Wednesday, October 1, 2014

Evolusi Sistem Operasi

Seperti halnya manusia, sistem operasi (OS) yang kita miliki dan kita pakai saat ini tentunya tidak langsung muncul dalam bentuk yang sudah sebagus sekarang. Ya, OS juga mengalami sebuah evolusi. Mulai dari jaman tanpa OS, awal terciptanya OS, hingga evolusi - evolusi yang dilakukan dengan tujuan menambal kekurangan - kekurangan yang dimiliki para OS pendahulunya. Akan ada 4 masa evolusi OS yang akan saya bahas disini, yaitu :

  1. Serial Processing.
  2. Simple Batch System.
  3. Multiprogramming Batch System
  4. Time Sharing System


  1. Serial Processing (1940 - 1950)

    Pada periode ini, bisa dibilang merupakan jaman "kegelapan" bagi dunia perkomputeran. Mengapa demikian? karena pada jaman ini, belum ditemukannya/dibuat sistem operasi. Jadi bisa dibayangkan, pada jaman ini semua komputer yang ada diseluruh dunia dioperasikan tanpa sebuah sistem operasi. Mungkin yang bisa kita bayangkan hanya layar hitam dan angka - angka biner yang kita operasikan. Pada jaman ini, sebuah komputer masih berjalan dengan sebuah console yang terdiri dari lampu sebagai indikator, toogle switch, input devices (seperti card reader, dll) serta printer.

    Masalah dan kekurangan utama dari sistem ini adalah masalah penjadwalan yang prosesnya masih manual serta masalah pada set up timenya, dimana pada sistem ini, proses yang dilakukan masih serial (lurus), sehingga, apabila terdapat sebuah proses yang gagal, maka seluruh proses akan dilakukan dari awal lagi.

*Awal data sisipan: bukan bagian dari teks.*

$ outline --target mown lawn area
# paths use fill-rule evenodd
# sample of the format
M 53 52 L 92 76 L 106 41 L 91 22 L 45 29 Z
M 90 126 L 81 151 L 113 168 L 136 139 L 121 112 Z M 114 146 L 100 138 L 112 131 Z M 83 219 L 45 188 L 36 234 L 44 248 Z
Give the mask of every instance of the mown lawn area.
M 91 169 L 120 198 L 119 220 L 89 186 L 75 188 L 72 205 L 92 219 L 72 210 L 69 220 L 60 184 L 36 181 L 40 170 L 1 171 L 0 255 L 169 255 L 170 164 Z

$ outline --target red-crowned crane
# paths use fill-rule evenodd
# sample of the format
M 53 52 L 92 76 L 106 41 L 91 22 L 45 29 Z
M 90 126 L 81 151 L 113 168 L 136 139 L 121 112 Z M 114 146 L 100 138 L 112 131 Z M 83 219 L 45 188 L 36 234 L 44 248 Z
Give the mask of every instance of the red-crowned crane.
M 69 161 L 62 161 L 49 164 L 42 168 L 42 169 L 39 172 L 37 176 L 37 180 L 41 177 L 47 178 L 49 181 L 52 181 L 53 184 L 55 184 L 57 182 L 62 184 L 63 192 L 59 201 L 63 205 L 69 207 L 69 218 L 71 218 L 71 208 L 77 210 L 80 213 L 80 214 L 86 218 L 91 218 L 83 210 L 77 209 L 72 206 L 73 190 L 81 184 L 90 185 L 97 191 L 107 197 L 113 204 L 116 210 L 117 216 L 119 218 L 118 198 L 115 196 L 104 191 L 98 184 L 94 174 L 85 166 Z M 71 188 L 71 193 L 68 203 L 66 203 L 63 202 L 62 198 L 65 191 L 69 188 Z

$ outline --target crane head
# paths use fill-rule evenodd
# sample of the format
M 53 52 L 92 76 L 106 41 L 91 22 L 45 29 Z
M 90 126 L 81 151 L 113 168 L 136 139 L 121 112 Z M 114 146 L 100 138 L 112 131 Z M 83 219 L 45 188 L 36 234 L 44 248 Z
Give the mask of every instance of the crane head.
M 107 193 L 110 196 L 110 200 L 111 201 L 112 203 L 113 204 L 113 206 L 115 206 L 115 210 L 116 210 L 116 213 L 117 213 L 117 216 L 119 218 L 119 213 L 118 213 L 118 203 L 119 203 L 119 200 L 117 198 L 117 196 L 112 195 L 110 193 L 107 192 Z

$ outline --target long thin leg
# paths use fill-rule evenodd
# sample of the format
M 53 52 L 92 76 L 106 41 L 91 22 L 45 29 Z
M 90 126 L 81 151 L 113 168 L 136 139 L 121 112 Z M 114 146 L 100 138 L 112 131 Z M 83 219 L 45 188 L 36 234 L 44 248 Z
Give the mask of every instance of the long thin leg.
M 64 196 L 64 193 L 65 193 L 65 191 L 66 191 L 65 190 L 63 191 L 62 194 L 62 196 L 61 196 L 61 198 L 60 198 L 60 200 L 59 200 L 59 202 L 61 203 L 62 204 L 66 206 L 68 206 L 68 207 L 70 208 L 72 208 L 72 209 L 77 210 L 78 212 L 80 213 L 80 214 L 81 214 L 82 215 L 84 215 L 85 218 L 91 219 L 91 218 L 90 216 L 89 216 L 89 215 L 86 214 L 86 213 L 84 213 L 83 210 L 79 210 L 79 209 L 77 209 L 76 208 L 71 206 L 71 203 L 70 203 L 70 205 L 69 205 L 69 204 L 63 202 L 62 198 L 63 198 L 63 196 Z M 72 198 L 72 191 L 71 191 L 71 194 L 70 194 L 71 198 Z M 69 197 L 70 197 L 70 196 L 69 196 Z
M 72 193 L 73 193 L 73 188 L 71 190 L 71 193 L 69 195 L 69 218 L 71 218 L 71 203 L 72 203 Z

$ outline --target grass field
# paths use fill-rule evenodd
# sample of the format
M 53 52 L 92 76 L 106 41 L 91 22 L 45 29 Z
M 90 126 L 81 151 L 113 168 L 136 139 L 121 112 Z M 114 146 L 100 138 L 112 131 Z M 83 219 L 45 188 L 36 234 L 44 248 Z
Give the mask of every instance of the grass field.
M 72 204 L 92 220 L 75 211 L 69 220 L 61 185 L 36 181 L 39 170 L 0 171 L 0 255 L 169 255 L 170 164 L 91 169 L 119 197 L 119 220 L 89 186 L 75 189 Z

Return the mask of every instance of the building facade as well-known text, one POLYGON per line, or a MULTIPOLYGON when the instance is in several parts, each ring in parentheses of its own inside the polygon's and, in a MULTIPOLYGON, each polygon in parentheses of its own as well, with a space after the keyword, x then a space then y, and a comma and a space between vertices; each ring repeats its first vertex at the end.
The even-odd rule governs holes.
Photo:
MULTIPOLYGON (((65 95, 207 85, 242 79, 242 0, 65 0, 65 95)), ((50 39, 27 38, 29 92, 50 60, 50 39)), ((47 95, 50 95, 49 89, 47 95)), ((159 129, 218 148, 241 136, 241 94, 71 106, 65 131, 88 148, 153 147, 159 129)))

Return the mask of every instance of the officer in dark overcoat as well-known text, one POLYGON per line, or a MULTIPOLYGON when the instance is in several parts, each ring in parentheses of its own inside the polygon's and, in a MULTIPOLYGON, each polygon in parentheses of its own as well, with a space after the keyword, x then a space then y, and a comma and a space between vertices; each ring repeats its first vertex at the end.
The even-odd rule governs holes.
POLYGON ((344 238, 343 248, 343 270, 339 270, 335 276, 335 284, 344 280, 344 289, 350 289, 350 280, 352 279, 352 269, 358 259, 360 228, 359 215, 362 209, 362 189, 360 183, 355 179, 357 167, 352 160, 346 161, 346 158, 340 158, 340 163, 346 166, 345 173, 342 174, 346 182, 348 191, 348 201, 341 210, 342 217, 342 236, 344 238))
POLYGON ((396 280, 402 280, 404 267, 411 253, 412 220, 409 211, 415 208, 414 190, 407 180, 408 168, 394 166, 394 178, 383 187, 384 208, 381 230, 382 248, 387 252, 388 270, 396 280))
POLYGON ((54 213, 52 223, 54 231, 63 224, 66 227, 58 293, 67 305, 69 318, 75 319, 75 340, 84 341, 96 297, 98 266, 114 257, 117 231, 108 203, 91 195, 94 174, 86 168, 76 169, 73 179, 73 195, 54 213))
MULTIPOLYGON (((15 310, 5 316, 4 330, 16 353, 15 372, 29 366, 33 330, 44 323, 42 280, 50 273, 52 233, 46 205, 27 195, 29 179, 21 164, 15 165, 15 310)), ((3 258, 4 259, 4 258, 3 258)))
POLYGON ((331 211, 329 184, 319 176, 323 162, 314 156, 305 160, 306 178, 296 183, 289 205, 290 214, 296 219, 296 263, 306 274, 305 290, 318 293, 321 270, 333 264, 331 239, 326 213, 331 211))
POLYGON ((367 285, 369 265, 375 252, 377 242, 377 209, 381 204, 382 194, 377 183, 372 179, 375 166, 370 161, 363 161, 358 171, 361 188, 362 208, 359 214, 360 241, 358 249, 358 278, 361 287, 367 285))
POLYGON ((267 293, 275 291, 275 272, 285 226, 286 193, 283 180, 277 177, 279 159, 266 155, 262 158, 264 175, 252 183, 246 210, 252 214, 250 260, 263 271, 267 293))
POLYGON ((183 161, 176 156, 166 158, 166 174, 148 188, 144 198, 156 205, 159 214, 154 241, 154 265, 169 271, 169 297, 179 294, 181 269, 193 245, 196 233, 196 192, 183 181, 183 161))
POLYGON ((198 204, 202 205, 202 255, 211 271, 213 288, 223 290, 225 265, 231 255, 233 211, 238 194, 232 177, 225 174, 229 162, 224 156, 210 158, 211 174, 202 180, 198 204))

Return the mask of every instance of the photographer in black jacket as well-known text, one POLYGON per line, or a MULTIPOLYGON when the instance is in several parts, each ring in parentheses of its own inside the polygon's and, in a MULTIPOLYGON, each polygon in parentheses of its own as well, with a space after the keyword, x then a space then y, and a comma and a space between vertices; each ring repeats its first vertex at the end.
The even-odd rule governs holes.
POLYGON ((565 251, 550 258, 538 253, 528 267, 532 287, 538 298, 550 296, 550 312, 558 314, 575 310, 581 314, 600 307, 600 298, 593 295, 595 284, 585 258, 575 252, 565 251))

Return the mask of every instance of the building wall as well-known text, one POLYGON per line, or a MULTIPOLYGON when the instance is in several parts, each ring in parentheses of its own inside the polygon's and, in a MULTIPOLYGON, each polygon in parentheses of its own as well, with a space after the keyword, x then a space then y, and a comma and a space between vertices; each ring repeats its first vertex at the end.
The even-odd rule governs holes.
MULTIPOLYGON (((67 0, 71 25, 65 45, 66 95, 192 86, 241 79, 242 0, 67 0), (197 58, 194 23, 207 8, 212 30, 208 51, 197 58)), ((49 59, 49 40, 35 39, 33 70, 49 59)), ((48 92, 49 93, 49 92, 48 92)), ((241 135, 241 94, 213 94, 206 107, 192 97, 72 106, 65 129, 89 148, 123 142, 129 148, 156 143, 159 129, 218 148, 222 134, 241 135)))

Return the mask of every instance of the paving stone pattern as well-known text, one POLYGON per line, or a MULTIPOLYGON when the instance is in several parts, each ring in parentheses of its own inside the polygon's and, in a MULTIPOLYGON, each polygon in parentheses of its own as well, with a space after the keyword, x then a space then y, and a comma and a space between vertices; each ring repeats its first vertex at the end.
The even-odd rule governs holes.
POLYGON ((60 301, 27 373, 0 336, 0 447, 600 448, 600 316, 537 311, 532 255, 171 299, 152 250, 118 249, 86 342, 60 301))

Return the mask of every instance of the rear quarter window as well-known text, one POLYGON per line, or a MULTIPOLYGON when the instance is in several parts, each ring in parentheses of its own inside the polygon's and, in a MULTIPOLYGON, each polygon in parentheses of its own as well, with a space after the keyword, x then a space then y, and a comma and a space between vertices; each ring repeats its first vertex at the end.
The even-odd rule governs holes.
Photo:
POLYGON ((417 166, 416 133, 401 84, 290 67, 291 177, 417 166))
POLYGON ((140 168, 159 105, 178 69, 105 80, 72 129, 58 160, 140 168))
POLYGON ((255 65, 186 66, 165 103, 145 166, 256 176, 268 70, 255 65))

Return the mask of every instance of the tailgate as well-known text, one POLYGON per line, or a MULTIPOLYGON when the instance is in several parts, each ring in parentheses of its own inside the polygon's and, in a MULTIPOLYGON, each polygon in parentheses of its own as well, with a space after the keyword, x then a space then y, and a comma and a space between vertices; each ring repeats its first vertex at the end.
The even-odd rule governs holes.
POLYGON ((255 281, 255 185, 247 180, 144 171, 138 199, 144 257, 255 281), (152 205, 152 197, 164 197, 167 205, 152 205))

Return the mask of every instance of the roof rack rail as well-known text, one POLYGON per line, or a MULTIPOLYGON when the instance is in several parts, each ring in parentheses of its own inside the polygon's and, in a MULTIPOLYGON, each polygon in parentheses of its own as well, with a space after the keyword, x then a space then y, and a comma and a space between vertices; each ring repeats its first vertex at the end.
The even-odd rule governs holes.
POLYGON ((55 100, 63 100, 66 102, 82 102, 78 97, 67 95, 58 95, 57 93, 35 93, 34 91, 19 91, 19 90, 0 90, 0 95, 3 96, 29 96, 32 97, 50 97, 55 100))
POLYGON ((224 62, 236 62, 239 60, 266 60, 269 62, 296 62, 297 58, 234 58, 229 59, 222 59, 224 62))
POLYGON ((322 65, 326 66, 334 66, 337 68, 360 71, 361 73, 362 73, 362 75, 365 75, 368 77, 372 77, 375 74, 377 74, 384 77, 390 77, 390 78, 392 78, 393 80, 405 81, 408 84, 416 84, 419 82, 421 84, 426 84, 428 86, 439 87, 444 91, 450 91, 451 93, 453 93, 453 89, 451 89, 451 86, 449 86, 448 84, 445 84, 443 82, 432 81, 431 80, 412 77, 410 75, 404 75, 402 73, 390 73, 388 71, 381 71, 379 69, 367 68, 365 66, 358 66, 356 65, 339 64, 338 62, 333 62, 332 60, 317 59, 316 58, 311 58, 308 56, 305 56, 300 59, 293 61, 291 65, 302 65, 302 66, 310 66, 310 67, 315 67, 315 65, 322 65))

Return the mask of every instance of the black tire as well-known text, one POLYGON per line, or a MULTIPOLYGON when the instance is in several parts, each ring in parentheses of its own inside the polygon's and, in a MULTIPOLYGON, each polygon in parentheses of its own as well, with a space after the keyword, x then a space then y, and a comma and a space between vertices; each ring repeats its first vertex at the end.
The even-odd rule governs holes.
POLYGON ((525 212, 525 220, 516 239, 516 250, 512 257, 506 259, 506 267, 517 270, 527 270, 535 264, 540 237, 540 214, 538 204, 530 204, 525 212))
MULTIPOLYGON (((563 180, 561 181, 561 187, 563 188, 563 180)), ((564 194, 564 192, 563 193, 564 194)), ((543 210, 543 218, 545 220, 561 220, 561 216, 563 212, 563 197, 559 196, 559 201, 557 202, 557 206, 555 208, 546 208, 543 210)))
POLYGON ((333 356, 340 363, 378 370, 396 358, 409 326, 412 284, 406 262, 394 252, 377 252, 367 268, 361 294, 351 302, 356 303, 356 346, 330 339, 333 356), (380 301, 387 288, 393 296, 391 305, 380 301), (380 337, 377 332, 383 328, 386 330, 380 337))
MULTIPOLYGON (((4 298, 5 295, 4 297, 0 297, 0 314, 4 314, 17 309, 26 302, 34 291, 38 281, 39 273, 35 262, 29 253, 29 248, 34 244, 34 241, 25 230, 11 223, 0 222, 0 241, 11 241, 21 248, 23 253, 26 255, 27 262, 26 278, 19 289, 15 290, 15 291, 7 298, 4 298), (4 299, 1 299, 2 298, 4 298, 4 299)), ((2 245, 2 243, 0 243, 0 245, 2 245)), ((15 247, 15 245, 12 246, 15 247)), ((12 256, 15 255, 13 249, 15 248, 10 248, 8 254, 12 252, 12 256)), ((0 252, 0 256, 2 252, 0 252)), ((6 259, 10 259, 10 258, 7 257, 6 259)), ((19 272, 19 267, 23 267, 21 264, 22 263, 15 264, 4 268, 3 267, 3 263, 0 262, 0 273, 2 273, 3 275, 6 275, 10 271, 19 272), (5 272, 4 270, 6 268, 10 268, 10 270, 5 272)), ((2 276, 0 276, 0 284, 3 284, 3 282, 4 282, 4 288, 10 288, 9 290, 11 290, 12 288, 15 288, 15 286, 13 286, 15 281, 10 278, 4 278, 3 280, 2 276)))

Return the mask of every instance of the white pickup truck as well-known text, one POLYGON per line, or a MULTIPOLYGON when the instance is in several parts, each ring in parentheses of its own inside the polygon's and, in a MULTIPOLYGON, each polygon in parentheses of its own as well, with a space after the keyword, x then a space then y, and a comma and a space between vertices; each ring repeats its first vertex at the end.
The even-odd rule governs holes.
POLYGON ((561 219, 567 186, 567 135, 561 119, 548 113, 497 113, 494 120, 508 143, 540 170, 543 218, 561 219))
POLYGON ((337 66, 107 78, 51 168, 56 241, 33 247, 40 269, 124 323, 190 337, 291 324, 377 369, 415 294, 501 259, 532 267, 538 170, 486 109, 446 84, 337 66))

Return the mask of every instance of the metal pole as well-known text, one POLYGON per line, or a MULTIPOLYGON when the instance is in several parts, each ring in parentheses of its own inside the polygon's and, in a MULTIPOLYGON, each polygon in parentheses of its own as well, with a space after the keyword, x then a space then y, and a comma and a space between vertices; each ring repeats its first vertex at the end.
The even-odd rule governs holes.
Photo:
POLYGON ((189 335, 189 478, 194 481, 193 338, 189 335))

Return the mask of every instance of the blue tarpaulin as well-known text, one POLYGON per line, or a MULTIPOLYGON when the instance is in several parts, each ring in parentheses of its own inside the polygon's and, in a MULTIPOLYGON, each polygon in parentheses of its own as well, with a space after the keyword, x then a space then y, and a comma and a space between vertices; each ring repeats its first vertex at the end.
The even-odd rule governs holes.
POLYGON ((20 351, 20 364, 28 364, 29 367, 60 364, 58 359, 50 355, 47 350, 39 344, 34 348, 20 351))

  2. Simple Batch System (1950 - 1960)

    Munculnya sebuah software yang bernama "Monitor" (bukan layar monitor), menandakan dimulainya jaman sistem simple batch. Monitor berfungsi untuk mengatur serta mamantau aktifitas proses yang akan atau sedang dilakukan oleh komputer secara otomatis. Dimana software ini, berhasil mengatasi salah satu masalah utama yang ada pada jaman sebelumnya (serial processing system). Proses penggunaan software monitor adalah : pertama, operator memasukkan daftar job dalam bentuk punch card, setelah itu monitor akan mengatur antrian job dan secara otomatis menjalankannya. Setelah proses selesai, program akan mengembalikan kontrol ke monitor.

    Sistem ini bukan tanpa cacat. Beberapa masalahnya antara lain :

    • Memory Protection

      Masih leluasanya akses semua user terhadap seluruh bagian memori, termasuk memori dari software Monitor sendiri. Sehingga, sering terjadi error pada sistem komputer.

    • Privilaged Instruction

      Software Monitor serta seluruh user masih memiliki hak istimewa untuk melakukan perintah apapun terhadap komputer.

    • Interupt

      Dapat terjadi interupsi sewaktu-waktu.

    • Time

      Karena masih menggunakan proses serial, waktu yang dibutuhkan untuk menyelesaikan proses masih sangat besar.

  3. Multiprogramming Batch System (1960 - 1970)

    Ciri khas dari sistem ini adalah pemanfaatan prosesor yang lebih maksimal. Bagaimana maksudnya? Terkadang, sebuah prosesor akan berhenti bekerja untuk beberapa hal seperti menunggu input user, dan lainnya. Pada sistem sebelumnya, momen ini tetap berlangsung karena sistem pemrosesan yang masih serial. Nah, pada sistem multiprogramming batch, momen "diamnya" prosesor dimanfaatkan untuk melakukan proses lain yang tidak bergantung pada proses yang sedang dijalankan. Sehingga, prosesor akan terus bekerja dan konsumsi waktu untuk mengerjakan seluruh proses akan berkurang.

  4. Time Sharing System

    Pada sistem ini, digunakan pula sistem multiprogramming. Hanya saja setiap job yang dikerjakan oleh prosesor, dibatasi waktu pengerjaannya. Contohnya, apabila terdapat sebuah proses yang infinite loop, pada sistem sebelumnya, program akan terus berjalan kecuali dihentikan oleh user. Tetapi pada sistem ini, program tersebut akan diberikan alokasi waktu khusus sehingga apabila program tersebut sudah melewati batas waktunya, program tersebut akan otomatis dihentikan.

    Namun, sistem ini (yang dipakai hingga sekarang) bukan tanpa cacat pula. Beberapa kekurangnya adalah masih bebasnya sebuah job dalam pengaksesan memori, kurangnya proteksi terhadap file system maupun kurang efektifnya pembagian sumber daya.